Yields have dropped from more than decade highs reached before last week’s Fed meeting, when the US central bank hiked rates by 75 basis points, the biggest increase since 1994, and signaled that a similar move is possible in July.
“It’s been a huge move lower really across the curve. ... It’s come down to some pricing out of central bank tightening,” said Zachary Griffiths, an interest rate strategist at Wells Fargo in Charlotte, North Carolina.
Fed funds futures traders have pared back expectations on how high the Fed is likely to raise its benchmark rate as concerns about an economic downturn increase. They are now pricing for the rate to rise to 3.49% by March, down from expectations last week that it would increase to around 4%. It is currently 1.58%.
Griffiths says inflation is unlikely to have peaked, however, which will likely keep the Fed on an aggressive rate hike path and keep shorter-dated yields elevated.

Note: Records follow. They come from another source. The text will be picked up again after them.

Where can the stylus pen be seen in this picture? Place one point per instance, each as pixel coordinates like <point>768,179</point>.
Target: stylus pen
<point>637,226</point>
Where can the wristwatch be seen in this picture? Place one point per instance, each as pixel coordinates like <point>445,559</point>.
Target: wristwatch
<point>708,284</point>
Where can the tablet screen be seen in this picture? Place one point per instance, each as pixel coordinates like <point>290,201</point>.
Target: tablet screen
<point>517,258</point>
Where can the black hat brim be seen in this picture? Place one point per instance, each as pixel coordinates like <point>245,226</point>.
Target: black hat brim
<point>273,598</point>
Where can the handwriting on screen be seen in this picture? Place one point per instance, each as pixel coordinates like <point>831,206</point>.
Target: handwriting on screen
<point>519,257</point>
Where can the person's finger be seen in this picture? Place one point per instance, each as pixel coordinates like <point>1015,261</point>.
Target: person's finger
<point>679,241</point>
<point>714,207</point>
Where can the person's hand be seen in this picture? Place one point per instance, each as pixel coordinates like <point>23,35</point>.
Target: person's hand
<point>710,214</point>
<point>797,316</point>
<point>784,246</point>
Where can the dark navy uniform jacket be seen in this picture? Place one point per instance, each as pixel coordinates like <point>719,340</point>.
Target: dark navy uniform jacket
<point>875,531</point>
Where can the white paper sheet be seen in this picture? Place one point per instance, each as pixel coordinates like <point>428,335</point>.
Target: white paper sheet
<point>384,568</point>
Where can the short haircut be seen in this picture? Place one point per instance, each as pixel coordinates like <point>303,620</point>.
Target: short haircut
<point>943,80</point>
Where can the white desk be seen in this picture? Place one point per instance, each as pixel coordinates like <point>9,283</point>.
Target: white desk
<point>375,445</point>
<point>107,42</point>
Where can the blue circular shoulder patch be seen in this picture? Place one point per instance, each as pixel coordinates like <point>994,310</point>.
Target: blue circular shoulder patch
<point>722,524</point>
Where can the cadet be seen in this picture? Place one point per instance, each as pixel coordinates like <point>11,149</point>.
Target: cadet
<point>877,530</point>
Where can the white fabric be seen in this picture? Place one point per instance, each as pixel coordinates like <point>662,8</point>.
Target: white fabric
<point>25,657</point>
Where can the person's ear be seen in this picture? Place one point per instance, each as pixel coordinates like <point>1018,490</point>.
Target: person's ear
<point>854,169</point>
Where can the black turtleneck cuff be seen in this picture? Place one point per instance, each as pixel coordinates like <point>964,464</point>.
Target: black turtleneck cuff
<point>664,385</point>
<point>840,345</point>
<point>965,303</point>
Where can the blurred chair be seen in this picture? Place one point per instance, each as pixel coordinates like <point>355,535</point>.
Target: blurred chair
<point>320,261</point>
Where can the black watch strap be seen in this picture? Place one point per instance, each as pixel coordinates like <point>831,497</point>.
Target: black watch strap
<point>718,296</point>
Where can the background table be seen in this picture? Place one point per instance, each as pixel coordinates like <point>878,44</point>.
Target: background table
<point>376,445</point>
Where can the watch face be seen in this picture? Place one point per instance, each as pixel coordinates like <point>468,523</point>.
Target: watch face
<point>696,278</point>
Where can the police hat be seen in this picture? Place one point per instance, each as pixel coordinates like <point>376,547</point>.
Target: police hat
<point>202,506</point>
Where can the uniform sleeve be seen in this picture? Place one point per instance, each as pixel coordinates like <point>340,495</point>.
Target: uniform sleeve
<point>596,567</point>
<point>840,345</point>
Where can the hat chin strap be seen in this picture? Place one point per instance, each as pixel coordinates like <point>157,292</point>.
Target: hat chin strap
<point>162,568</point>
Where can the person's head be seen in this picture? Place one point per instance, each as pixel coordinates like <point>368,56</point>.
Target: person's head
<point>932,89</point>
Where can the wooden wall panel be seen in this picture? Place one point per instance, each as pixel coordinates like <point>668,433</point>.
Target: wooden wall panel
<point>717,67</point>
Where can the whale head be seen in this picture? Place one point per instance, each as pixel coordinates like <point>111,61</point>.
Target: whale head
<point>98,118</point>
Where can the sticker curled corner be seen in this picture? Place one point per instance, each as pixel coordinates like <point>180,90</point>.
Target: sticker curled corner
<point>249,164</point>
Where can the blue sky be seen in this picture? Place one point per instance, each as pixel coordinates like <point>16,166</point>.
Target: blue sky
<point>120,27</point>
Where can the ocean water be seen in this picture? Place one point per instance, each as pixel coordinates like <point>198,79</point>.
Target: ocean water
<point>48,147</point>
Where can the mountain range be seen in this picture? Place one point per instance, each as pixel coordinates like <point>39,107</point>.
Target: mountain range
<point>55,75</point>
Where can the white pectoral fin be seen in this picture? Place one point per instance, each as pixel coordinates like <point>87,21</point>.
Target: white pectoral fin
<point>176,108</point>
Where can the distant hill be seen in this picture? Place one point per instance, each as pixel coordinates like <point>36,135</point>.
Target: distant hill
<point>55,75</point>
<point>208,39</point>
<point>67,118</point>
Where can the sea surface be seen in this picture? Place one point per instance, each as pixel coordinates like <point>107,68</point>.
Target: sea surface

The next major catalyst for the market will likely be the release of the Personal Consumption Expenditures (PCE) price index next Thursday, which will be watched for further confirmation that price pressures remain heated.
“The focus on economic data at this point is going to be about as intense as it’s been in recent memory,” Griffiths said.
Fed Chairman Jerome Powell said on Thursday that the Fed’s commitment to reining in 40-year-high inflation is “unconditional” — but also comes with the risk of higher unemployment.
Yields briefly dipped on Friday after data showed that consumer sentiment fell to a record low in June.
Benchmark 10-year yields were last at 3.089%. They have fallen from 3.498% on June 14, the highest since April 2011.
Two-year Treasury yields were at 3.027%, down from 3.456% on June 14, which was the highest since November 2007.
The closely watched yield curve between two-year and 10-year notes was at 6 basis points, after inverting early last week. An inversion in this part of the curve is seen as a reliable indicator that a recession is likely in one to two years.